Me equivoqué. Por supuesto. Hay obviedades cuya evocación hiere aún a los más inteligentes. Y el hombre con el que estaba hablando lo era. «No hay antisemitismo en Polonia», zanjó. Pensé que era una broma. Hice una fugaz referencia a la matanza de 1648, precursora de los genocidios modernos. «Polonia no tuvo nada que ver con eso. Fue cosa de los ucranianos». Entendí que era aquel un drama vetado en la conciencia de un polaco. Y me abstuve de retornar al siglo veinte y a la escena que Claude Lanzmann transmite en Shoá, a través de la voz de un superviviente de los trenes de la muerte: los gestos de burla de los aldeanos polacos hacia el ganado humano que se encamina a Auschwitz, los pulgares que trazan un semicírculo en el cuello, celebrando su destino. No, no vale nunca la pena recordar algo que la censura moral exige que se borre. Y, además, el hombre con quien yo hablaba era un tipo decente que había sufrido con coraje la represión de la dictadura. No era ni el lugar ni el momento para hablar de aquello. Lo es ahora. Y no ante un resistente. Sino ante políticos que no sólo ofenden la verdad y la decencia; que apuestan, sobre todo, por falsear la historia. Y manufacturar una memoria a la medida.

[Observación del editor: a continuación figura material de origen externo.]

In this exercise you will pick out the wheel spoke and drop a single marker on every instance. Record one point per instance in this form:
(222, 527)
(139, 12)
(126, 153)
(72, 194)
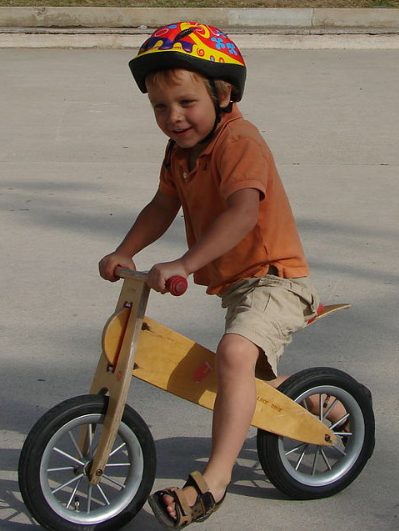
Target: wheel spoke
(89, 497)
(295, 449)
(321, 407)
(114, 481)
(117, 449)
(73, 494)
(298, 464)
(340, 421)
(67, 484)
(103, 494)
(316, 455)
(323, 454)
(61, 469)
(71, 436)
(68, 456)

La semana pasada, el presidente polaco, Andrzej Duda, anunció la firma de una patriótica ley de memoria: de «memoria histórica», diríamos aquí; esto es, de invención sentimental del pasado. Sus objetivos son claros: aplicar el código penal a quien, «acuse, públicamente y contradiciendo los hechos, a la nación polaca o al Estado polaco de ser responsables de los crímenes nazis cometidos por el III Reich alemán». Las penas en las que incurriría un historiador que no se plegase a este interdicto podrían alcanzar hasta los tres años de cárcel.
Polonia ha sido un país masacrado; siempre al acecho del mal que viene de Rusia. Se entiende la amargura que volver los ojos atrás acarrea para sus ciudadanos. Pero esa amargura en nada altera los hechos. Y menos aún justifica legislar el modo de alterarlos. Claro está que Polonia vivía bajo jurisdicción alemana; claro está que la decisión de instalar en su suelo los campos de exterminio se tomó en Berlín. Nadie en su sano juicio cuestiona eso. Como ningún historiador en el sano uso de su disciplina cuestiona el entusiasmo con que una gran parte de la población polaca acogió el exterminio de sus judíos. La lectura del reciente libro de Fernández Vítores, Mira, Palmero y Sánchez Tortosa sobre el Holocausto es demoledora al respecto.
El pogromo de la aldea polaca de Jedwabne fija el canon: «Un día de julio de 1941, la mitad de una pequeña población del Este de Europa asesinó a la otra mitad, unas 1.600 personas, entre hombres, mujeres y niños. Lo más curioso es que aquel día el cuartel de la gendarmería alemana fue el lugar más seguro para los judíos. Fueron unos polacos normales y corrientes los que mataron a los judíos». Quemándolos vivos. Lo narra -sobre las actas de la comisión investigadora de 1945- el historiador Jan T. Gross. Hoy, escribir lo mismo lo llevaría a la cárcel. A eso llaman memoria. Histórica.